To his credit, Kristof finally allows that “by frowning on aid groups that pay high salaries, advertise extensively and even turn a profit, we end up hurting the world’s neediest.”
But what about the rest of us? Aren’t we all entitled to medicine and medical providers spurred to excellence by the potential for monetary reward?
Well, Mr. Daschle doesn’t seem to think so. As Sally C. Pipes points out in the Wall Street Journal:
In his book, Mr. Daschle proposes a National Health Board to regulate the way health care is provided. This board would have vast powers in regulating the massive federal health-care system — a system that includes Medicare, Medicaid, and other programs. Under Mr.

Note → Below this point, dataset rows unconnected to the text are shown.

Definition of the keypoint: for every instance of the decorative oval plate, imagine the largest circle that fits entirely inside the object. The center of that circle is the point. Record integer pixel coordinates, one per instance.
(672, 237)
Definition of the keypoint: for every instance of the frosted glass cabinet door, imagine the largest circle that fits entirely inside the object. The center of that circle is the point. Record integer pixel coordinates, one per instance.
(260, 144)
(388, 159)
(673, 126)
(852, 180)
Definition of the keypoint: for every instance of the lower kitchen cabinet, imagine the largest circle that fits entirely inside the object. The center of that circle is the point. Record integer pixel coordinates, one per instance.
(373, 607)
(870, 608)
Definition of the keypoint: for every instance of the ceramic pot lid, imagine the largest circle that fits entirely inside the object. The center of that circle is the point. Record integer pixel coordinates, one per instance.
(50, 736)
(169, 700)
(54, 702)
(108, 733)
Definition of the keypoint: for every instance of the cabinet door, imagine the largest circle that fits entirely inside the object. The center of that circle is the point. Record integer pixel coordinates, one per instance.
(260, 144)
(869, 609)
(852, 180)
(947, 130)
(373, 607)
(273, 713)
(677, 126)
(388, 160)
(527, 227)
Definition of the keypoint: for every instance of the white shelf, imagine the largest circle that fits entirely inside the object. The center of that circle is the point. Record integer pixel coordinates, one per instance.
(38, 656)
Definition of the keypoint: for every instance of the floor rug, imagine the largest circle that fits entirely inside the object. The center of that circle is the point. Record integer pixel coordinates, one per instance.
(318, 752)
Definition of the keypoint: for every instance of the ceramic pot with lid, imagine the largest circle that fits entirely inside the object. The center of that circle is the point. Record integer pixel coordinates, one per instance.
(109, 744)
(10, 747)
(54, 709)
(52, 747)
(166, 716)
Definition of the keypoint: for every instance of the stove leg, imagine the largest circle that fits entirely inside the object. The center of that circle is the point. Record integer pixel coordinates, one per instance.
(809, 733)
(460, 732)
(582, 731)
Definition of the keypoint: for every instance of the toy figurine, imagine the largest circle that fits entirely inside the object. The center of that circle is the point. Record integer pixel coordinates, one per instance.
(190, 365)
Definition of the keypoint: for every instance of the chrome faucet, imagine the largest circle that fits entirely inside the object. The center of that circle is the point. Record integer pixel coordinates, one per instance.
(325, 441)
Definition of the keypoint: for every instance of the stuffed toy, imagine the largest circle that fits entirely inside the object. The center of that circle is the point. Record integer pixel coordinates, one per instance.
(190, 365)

Obama, it is likely that that system will be expanded and that new government insurance for the nonelderly, nonpoor will be created.
That new government insurance will likely grow and push out much of the private competition — especially if the government responds to differences in quality of care by imposing greater mandates on private coverage so as to hide the disparity.
In the end, we’ll likely get some muddled amalgam that reduces the ability to make a profit and lards the health care system with yet more mandates and regulations — which will make matters even worse.
But we won’t really ever know how much worse, because the next expensive drug that Ms. Sweet would have agonized over won’t even be developed, and the top-notch medical talent that might have helped her find alternatives will have gone into another field instead.